The United Nations Security Council has approved new sanctions against Iran over its suspect nuclear programme.
US President Barack Obama said the sanctions were the toughest Iran had ever faced. They took months of difficult negotiations by the five veto-wielding permanent UN Security Council members - the US, Russia, China, Britain and France - and non-member Germany.
The new resolution bans Iran from pursuing "any activity related to ballistic missiles capable of delivering nuclear weapons," bars Iranian investment in activities such as uranium mining and prohibits Iran from buying several categories of heavy weapons including attack helicopters and missiles.
It imposes sanctions on 40 Iranian companies and organisations - 15 linked to Iran's Revolutionary Guard, 22 involved in nuclear or ballistic missile activities and three linked to the Islamic Republic of Iran Shipping Lines. That more than doubles the 35 entities that had been subject to an asset freeze.
Mr Obama said the sanctions were "an unmistakable message about the international community's commitment to stopping the spread of nuclear weapons".
Britain's Ambassador Mark Lyall Grant said: "All those measures can be suspended and eventually eliminated if Iran agrees to suspend its illegal enrichment activities."

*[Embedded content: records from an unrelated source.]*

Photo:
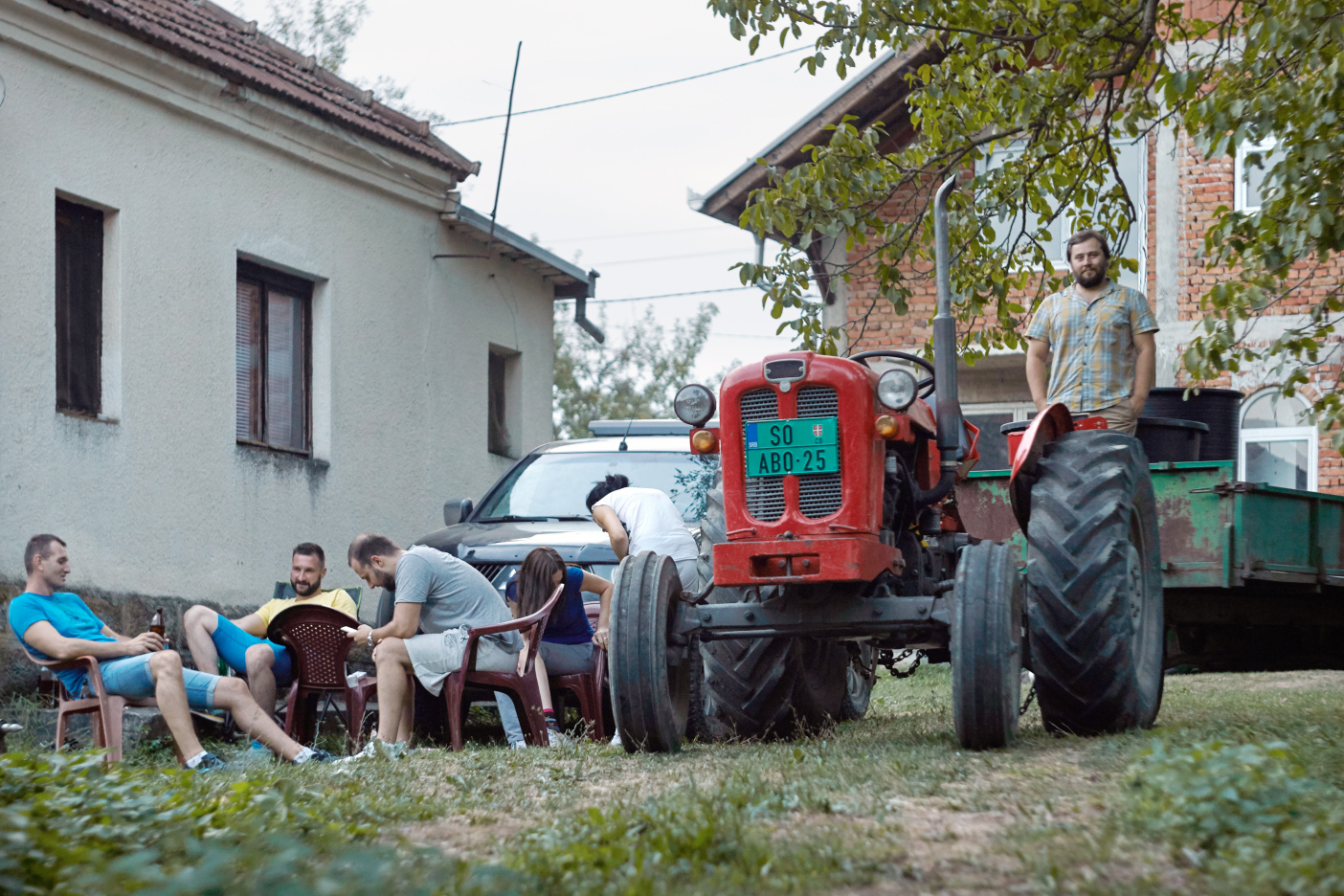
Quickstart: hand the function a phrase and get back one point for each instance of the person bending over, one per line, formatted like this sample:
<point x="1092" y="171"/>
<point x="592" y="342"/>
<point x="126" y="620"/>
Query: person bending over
<point x="642" y="520"/>
<point x="242" y="642"/>
<point x="58" y="625"/>
<point x="438" y="596"/>
<point x="568" y="639"/>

Iranian President Mahmoud Ahmadinejad dismissed the new sanctions and said Iran didn't recognise them.
Iran's UN Ambassador Mohammad Khazaee said: "Iran as one of the most powerful and stable countries in the region has never bowed and will never bow to the hostile actions and pressures by these few powers and will continue to defend its rights," he said.
The resolution was approved by a vote of 12-2, with Lebanon abstaining and Brazil and Turkey voting "no."